Shock! Senate working as an independent legislature of sober second thought! Horror in the PMO!

I cite the report of John Ivison, quoting Nigel Wright’s memo to the PM on the subject of problems with the Senate:

“What we have discovered is that the lines of communication and levers that are available to us on the House side, simply are not in place on the Senate side,” wrote Mr. Wright.

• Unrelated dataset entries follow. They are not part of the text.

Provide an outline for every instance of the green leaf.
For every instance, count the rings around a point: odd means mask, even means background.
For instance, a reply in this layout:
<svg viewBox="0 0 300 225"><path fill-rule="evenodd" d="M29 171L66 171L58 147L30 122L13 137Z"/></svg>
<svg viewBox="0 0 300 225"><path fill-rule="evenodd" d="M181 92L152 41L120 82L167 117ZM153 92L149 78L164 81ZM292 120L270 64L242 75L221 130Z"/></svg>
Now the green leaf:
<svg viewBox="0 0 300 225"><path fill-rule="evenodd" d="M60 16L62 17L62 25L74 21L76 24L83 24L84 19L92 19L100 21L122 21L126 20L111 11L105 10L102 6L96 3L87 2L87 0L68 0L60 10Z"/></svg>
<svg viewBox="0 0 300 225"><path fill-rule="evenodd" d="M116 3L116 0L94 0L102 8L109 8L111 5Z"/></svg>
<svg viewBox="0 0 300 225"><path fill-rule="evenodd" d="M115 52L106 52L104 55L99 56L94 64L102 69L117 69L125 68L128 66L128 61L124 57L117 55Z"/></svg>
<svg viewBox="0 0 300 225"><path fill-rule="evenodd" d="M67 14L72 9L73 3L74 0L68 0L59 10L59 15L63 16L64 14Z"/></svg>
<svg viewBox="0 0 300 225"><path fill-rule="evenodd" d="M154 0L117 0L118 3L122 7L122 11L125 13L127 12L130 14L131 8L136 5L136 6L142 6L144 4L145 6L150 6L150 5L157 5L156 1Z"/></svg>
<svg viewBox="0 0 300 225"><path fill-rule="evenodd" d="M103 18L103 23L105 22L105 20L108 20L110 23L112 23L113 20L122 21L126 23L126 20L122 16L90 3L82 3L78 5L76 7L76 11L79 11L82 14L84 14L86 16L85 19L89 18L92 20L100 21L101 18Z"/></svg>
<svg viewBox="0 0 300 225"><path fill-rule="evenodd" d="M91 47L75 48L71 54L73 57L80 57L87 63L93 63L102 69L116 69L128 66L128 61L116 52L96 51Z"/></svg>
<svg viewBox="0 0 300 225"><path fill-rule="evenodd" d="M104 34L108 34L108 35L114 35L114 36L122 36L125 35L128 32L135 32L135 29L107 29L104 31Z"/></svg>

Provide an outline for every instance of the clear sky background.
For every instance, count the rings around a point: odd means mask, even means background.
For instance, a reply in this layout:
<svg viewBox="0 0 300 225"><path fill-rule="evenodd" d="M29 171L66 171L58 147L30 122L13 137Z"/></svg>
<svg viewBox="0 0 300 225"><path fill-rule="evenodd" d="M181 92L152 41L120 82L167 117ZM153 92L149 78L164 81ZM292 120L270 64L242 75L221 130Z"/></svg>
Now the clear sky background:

Ivison writes in his own voice:

Problems were not limited to expenses and residency issues — Senate committee reports called on the government to lower airport rents, create a national pharmacare plan, invest heavily in aboriginal education and review tariffs as a way of dealing with the price gap with the U.S. In other words, senators provided independent, sober second thought on the policy issues of the day, just as the Constitution envisaged.

Nigel Wright’s memo:

“These issues are exacerbated by Senator [Marjory] LeBreton’s repeated approach of reaching agreement with Liberal leadership before coming to your office or her Senate colleagues for consultation. Consistently, Senator LeBreton does not embrace the work of your office to bring communication and direction with the Senate closer to the model that we have with the House Leader and Chief Government Whip,” he wrote.

Ivison writes:

If ever there is a referendum on Senate abolition, this short passage should be held up as a demonstration to Canadians that the Red Chamber retains a degree of independence — even from this most controlling of governments — just as the fathers of Confederation intended.

You could argue that Prime Minister Harper reached out to crush them for their independence, but the notion that he tried to bring rectitude too fast to a slack institution explains the facts better.